"Look," will whisper your shikari as he sinks silently to the ground; and look you do with all your eye-power, and yet fail to see the spotted deer gazing at you, motionless from sheer fright, only a few yards away in the undergrowth, so at one is the animal's colouring with the dappled shadows on the leaves.
What depths of humiliation you plumb when the deer flees to safety through the trees and your shikari sighs.
Leonie as a gun had proved a dire, undiluted failure.
As a companion no one could beat her. Nothing tired her, nothing dismayed her. The terrific heat, the untoward hours and meals, the sting of mosquito, and the rip of the thorn left her unmoved.
She and Edna Talbot had gleefully climbed the ladder up to one of the two suapattah huts, which are a kind of shelter of leaves built for the sundri wood collector upon high platforms near the water, and in which they had passed their first vermin-stricken night.
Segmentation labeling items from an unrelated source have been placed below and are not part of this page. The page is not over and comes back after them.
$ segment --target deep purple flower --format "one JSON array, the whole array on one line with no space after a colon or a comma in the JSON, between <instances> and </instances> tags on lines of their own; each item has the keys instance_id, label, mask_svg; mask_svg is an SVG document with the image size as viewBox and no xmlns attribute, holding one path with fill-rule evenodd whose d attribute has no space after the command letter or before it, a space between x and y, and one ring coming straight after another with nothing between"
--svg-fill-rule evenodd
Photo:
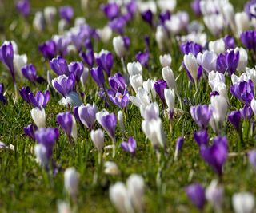
<instances>
[{"instance_id":1,"label":"deep purple flower","mask_svg":"<svg viewBox=\"0 0 256 213\"><path fill-rule=\"evenodd\" d=\"M228 120L234 128L238 131L240 128L241 113L239 110L232 111L228 116Z\"/></svg>"},{"instance_id":2,"label":"deep purple flower","mask_svg":"<svg viewBox=\"0 0 256 213\"><path fill-rule=\"evenodd\" d=\"M136 54L136 60L141 63L142 66L148 67L148 62L150 59L150 52L139 52Z\"/></svg>"},{"instance_id":3,"label":"deep purple flower","mask_svg":"<svg viewBox=\"0 0 256 213\"><path fill-rule=\"evenodd\" d=\"M256 51L256 31L244 31L240 35L242 45L250 50Z\"/></svg>"},{"instance_id":4,"label":"deep purple flower","mask_svg":"<svg viewBox=\"0 0 256 213\"><path fill-rule=\"evenodd\" d=\"M149 23L150 26L153 26L153 13L150 10L147 10L141 14L142 19Z\"/></svg>"},{"instance_id":5,"label":"deep purple flower","mask_svg":"<svg viewBox=\"0 0 256 213\"><path fill-rule=\"evenodd\" d=\"M46 42L39 45L38 49L42 56L47 59L54 58L57 51L56 44L53 40L46 41Z\"/></svg>"},{"instance_id":6,"label":"deep purple flower","mask_svg":"<svg viewBox=\"0 0 256 213\"><path fill-rule=\"evenodd\" d=\"M121 109L126 108L129 104L129 93L125 90L123 93L114 92L113 89L108 89L107 94L113 104L119 107Z\"/></svg>"},{"instance_id":7,"label":"deep purple flower","mask_svg":"<svg viewBox=\"0 0 256 213\"><path fill-rule=\"evenodd\" d=\"M230 92L240 101L250 106L251 100L254 97L254 82L250 79L248 82L242 81L230 85Z\"/></svg>"},{"instance_id":8,"label":"deep purple flower","mask_svg":"<svg viewBox=\"0 0 256 213\"><path fill-rule=\"evenodd\" d=\"M235 49L235 41L234 37L230 35L226 35L223 38L224 43L225 43L225 49Z\"/></svg>"},{"instance_id":9,"label":"deep purple flower","mask_svg":"<svg viewBox=\"0 0 256 213\"><path fill-rule=\"evenodd\" d=\"M2 103L6 104L7 103L7 99L6 97L4 96L4 85L2 83L0 83L0 101L2 101Z\"/></svg>"},{"instance_id":10,"label":"deep purple flower","mask_svg":"<svg viewBox=\"0 0 256 213\"><path fill-rule=\"evenodd\" d=\"M167 88L166 81L162 79L158 80L154 83L154 88L155 92L158 93L160 99L162 100L162 103L165 103L166 99L165 99L164 90L165 89Z\"/></svg>"},{"instance_id":11,"label":"deep purple flower","mask_svg":"<svg viewBox=\"0 0 256 213\"><path fill-rule=\"evenodd\" d=\"M82 105L78 108L78 115L79 120L90 130L94 129L96 120L97 107L87 104L86 106Z\"/></svg>"},{"instance_id":12,"label":"deep purple flower","mask_svg":"<svg viewBox=\"0 0 256 213\"><path fill-rule=\"evenodd\" d=\"M244 107L239 111L242 117L244 120L250 120L253 116L253 110L251 109L251 107L247 106L246 105L245 105Z\"/></svg>"},{"instance_id":13,"label":"deep purple flower","mask_svg":"<svg viewBox=\"0 0 256 213\"><path fill-rule=\"evenodd\" d=\"M53 87L63 97L66 97L74 89L74 83L75 78L73 74L70 74L69 77L61 75L52 81Z\"/></svg>"},{"instance_id":14,"label":"deep purple flower","mask_svg":"<svg viewBox=\"0 0 256 213\"><path fill-rule=\"evenodd\" d=\"M121 93L126 89L126 80L122 75L118 73L109 77L109 84L113 90Z\"/></svg>"},{"instance_id":15,"label":"deep purple flower","mask_svg":"<svg viewBox=\"0 0 256 213\"><path fill-rule=\"evenodd\" d=\"M170 19L170 13L169 10L165 10L159 14L159 20L162 25L164 25L165 22Z\"/></svg>"},{"instance_id":16,"label":"deep purple flower","mask_svg":"<svg viewBox=\"0 0 256 213\"><path fill-rule=\"evenodd\" d=\"M253 167L256 168L256 151L255 150L249 151L247 155L248 155L248 160L250 164Z\"/></svg>"},{"instance_id":17,"label":"deep purple flower","mask_svg":"<svg viewBox=\"0 0 256 213\"><path fill-rule=\"evenodd\" d=\"M46 90L44 93L38 91L35 96L34 96L33 93L29 93L29 98L30 103L38 108L43 107L45 108L50 100L50 92L49 90Z\"/></svg>"},{"instance_id":18,"label":"deep purple flower","mask_svg":"<svg viewBox=\"0 0 256 213\"><path fill-rule=\"evenodd\" d=\"M30 4L29 0L19 0L16 3L16 9L18 13L24 17L27 17L30 12Z\"/></svg>"},{"instance_id":19,"label":"deep purple flower","mask_svg":"<svg viewBox=\"0 0 256 213\"><path fill-rule=\"evenodd\" d=\"M26 136L30 137L33 140L35 140L35 131L38 130L38 128L36 125L30 124L27 127L23 128L24 132Z\"/></svg>"},{"instance_id":20,"label":"deep purple flower","mask_svg":"<svg viewBox=\"0 0 256 213\"><path fill-rule=\"evenodd\" d=\"M32 64L24 65L21 70L23 76L31 82L42 83L45 81L42 77L37 75L35 66Z\"/></svg>"},{"instance_id":21,"label":"deep purple flower","mask_svg":"<svg viewBox=\"0 0 256 213\"><path fill-rule=\"evenodd\" d=\"M200 1L201 0L194 0L191 2L191 8L197 16L201 15Z\"/></svg>"},{"instance_id":22,"label":"deep purple flower","mask_svg":"<svg viewBox=\"0 0 256 213\"><path fill-rule=\"evenodd\" d=\"M61 6L58 12L61 18L65 19L68 22L70 22L74 16L74 10L70 6Z\"/></svg>"},{"instance_id":23,"label":"deep purple flower","mask_svg":"<svg viewBox=\"0 0 256 213\"><path fill-rule=\"evenodd\" d=\"M115 2L101 5L101 9L107 18L110 20L117 18L120 14L119 6Z\"/></svg>"},{"instance_id":24,"label":"deep purple flower","mask_svg":"<svg viewBox=\"0 0 256 213\"><path fill-rule=\"evenodd\" d=\"M202 47L198 43L193 41L187 41L186 43L182 44L180 49L184 55L187 55L189 53L191 53L195 57L198 53L202 52Z\"/></svg>"},{"instance_id":25,"label":"deep purple flower","mask_svg":"<svg viewBox=\"0 0 256 213\"><path fill-rule=\"evenodd\" d=\"M230 76L234 74L239 63L239 51L226 51L217 57L216 69L218 72L224 73L227 72Z\"/></svg>"},{"instance_id":26,"label":"deep purple flower","mask_svg":"<svg viewBox=\"0 0 256 213\"><path fill-rule=\"evenodd\" d=\"M56 116L56 121L67 136L70 137L74 125L72 114L70 112L58 113Z\"/></svg>"},{"instance_id":27,"label":"deep purple flower","mask_svg":"<svg viewBox=\"0 0 256 213\"><path fill-rule=\"evenodd\" d=\"M118 17L109 22L109 26L114 32L122 34L124 33L124 28L126 25L126 20L124 17Z\"/></svg>"},{"instance_id":28,"label":"deep purple flower","mask_svg":"<svg viewBox=\"0 0 256 213\"><path fill-rule=\"evenodd\" d=\"M30 104L30 100L29 97L30 93L31 93L31 89L28 86L22 87L22 89L19 89L19 93L20 93L21 97L28 104Z\"/></svg>"},{"instance_id":29,"label":"deep purple flower","mask_svg":"<svg viewBox=\"0 0 256 213\"><path fill-rule=\"evenodd\" d=\"M48 158L51 157L55 140L58 139L58 129L57 128L40 128L34 132L35 140L38 144L45 146Z\"/></svg>"},{"instance_id":30,"label":"deep purple flower","mask_svg":"<svg viewBox=\"0 0 256 213\"><path fill-rule=\"evenodd\" d=\"M82 62L71 62L69 65L70 73L73 73L78 84L83 72L83 64Z\"/></svg>"},{"instance_id":31,"label":"deep purple flower","mask_svg":"<svg viewBox=\"0 0 256 213\"><path fill-rule=\"evenodd\" d=\"M69 68L65 58L58 56L50 61L50 66L51 69L58 76L66 75L69 76Z\"/></svg>"},{"instance_id":32,"label":"deep purple flower","mask_svg":"<svg viewBox=\"0 0 256 213\"><path fill-rule=\"evenodd\" d=\"M218 136L213 140L210 147L200 146L202 159L209 164L218 176L222 175L222 167L227 160L228 144L226 137Z\"/></svg>"},{"instance_id":33,"label":"deep purple flower","mask_svg":"<svg viewBox=\"0 0 256 213\"><path fill-rule=\"evenodd\" d=\"M99 66L90 69L90 74L98 87L103 88L105 78L102 69Z\"/></svg>"},{"instance_id":34,"label":"deep purple flower","mask_svg":"<svg viewBox=\"0 0 256 213\"><path fill-rule=\"evenodd\" d=\"M208 132L207 130L202 130L199 132L194 132L194 140L197 142L198 147L201 145L208 144Z\"/></svg>"},{"instance_id":35,"label":"deep purple flower","mask_svg":"<svg viewBox=\"0 0 256 213\"><path fill-rule=\"evenodd\" d=\"M124 151L130 152L130 154L134 154L136 152L137 144L134 138L129 137L128 142L123 141L121 143L120 146Z\"/></svg>"},{"instance_id":36,"label":"deep purple flower","mask_svg":"<svg viewBox=\"0 0 256 213\"><path fill-rule=\"evenodd\" d=\"M7 66L14 83L15 83L15 73L14 65L14 48L11 42L5 41L0 47L0 60Z\"/></svg>"},{"instance_id":37,"label":"deep purple flower","mask_svg":"<svg viewBox=\"0 0 256 213\"><path fill-rule=\"evenodd\" d=\"M212 111L206 105L198 105L190 108L190 113L193 120L201 128L206 128L211 118Z\"/></svg>"},{"instance_id":38,"label":"deep purple flower","mask_svg":"<svg viewBox=\"0 0 256 213\"><path fill-rule=\"evenodd\" d=\"M86 52L80 52L79 56L90 67L93 67L94 63L94 52L93 49L87 49Z\"/></svg>"},{"instance_id":39,"label":"deep purple flower","mask_svg":"<svg viewBox=\"0 0 256 213\"><path fill-rule=\"evenodd\" d=\"M95 59L97 65L106 72L108 77L110 77L114 64L112 53L102 49L98 54L96 54Z\"/></svg>"},{"instance_id":40,"label":"deep purple flower","mask_svg":"<svg viewBox=\"0 0 256 213\"><path fill-rule=\"evenodd\" d=\"M206 203L205 189L199 183L193 183L186 187L186 192L192 203L202 210Z\"/></svg>"}]
</instances>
They had climbed cheerfully down the next morning without a word of complaint about the hours of torture they had endured as they sat at the hut door in the light of the moon, whiling away the time until the jungle cocks should crow by watching various shapes come down to the creek to drink.
But the first time a deer, hypnotised by fear or curiosity, had stood stock-still before her, simply asking for death, Leonie put her gun down and shook her head.
"I can't," she said sturdily. "I simply could not kill except in self-defence."
And although young Dean sighed lugubriously over his lady's defalcation, Jan Cuxson adored her utterly for her womanliness, and translated the remark the head shikari made as he handed back to the mem-sahib the rifle he had examined.
"He says he knows that in time of need you would be brave, and would have no fear even of a man-eater, but he says that you must carry your rifle because you can never tell in the jungle what may be awaiting you round the next corner."
As none of the party knew that the temple stood well hidden but quite close to the edge of one of the smallest creeks, open only to the narrowest native craft, they had no idea they were being taken there by a most circuitous route; and the shikari who did know thought that the silent guide was doing it purposely in order to give the sahibs an opportunity to add yet more to the ever-increasing bag of odds-and-ends, also to his backsheesch later on.